I stopped speaking when the door at the top of the stairway opened, throwing a bright shaft of light down upon us.
“Ohhh . . . jus’ look at these two!” We turned around to see Nonna’s short frame silhouetted by the light with my dad standing behind her. “So sad to stop your lovey-dovey,” Nonna said with a broad smile, “but your papà is now here, and is time for mangiare.”
“Just don’t let her handle any knives,” Eric whispered to me. “You can cut the bread, okay?” Grinning, he grabbed the bottle of Salvatore’s wine, and we stood and climbed back up the stairs into the bright, aroma-filled kitchen.
Chapter Eighteen
I don’t think it’s an exaggeration to say that I’m an excellent waitress. I can remember every order for a table of eight without having to write anything down, juggle five plates of chicken cacciatore without spilling a single drop, and muster a winning and charming smile with even the most truculent customers. After all, I’ve been waiting tables since I was a teenager.

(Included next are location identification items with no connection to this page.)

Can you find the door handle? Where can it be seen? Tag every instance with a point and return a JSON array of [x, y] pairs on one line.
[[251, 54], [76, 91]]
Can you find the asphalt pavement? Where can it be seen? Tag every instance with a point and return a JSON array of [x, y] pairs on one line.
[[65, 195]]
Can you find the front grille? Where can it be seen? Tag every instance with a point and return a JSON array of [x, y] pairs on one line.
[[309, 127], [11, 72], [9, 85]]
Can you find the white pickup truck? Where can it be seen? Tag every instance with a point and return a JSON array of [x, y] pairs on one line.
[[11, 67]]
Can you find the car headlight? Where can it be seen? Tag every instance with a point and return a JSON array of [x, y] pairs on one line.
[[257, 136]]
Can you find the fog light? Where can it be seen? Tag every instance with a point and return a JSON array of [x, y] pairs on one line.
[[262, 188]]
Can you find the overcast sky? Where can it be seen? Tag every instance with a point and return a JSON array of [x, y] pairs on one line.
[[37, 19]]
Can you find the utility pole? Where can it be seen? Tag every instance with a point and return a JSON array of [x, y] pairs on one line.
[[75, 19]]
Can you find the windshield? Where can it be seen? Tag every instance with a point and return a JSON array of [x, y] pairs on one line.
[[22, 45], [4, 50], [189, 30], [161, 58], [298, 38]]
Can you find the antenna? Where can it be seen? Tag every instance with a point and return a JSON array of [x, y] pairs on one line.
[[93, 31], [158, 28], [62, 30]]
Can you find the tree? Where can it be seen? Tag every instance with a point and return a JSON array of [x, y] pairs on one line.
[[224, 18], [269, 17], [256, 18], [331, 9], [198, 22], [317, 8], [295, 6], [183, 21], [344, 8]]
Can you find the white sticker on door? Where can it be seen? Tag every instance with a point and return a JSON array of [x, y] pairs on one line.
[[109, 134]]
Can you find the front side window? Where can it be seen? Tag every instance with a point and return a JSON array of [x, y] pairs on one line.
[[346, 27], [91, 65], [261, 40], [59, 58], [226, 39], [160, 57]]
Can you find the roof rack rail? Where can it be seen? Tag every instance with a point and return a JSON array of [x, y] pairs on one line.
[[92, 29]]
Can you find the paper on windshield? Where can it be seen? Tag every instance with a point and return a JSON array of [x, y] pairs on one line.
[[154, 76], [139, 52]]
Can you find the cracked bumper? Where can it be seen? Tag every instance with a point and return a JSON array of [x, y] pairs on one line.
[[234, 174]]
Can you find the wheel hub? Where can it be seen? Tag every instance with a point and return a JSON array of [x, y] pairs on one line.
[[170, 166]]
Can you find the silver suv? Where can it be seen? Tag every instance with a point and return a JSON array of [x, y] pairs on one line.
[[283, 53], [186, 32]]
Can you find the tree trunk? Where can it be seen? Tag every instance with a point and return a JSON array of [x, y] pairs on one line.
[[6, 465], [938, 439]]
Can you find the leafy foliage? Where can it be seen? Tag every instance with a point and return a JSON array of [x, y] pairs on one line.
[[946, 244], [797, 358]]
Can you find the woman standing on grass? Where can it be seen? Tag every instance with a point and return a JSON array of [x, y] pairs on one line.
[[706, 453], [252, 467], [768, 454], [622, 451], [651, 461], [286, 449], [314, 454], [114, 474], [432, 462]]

But that doesn’t mean I have to like it.
For Monday’s lunch shift, however, that’s what I was doing at Solari’s. As manager of the front of the house, I was usually able to schedule staff in such a way that I wasn’t one of the servers, but Elena had covered for me over the last weekend, and now it was payback time.
Setting down two orders of pasta primavera at table twelve, I asked if they needed anything else and then headed back to the steam tables to ladle out a bowl of minestrone for the woman at table five.
But my mind was not on the job. As Sean and I cleared away the mess of bread crumbs and spattered Bolognese sauce that a table with three small children had created, I couldn’t help thinking about the list of suspects Eric and I had come up with the previous afternoon. The three mystery people, in particular, were driving me bonkers. Who the hell had visited Kate at the farm? And who had sent those horrible letters? And what about that guy who came to Gauguin? Letta had obviously been concerned about him, enough to take his picture and show it to Ruth. And then she had gone out and bought a can of pepper spray. Could any of these three be connected with the murder?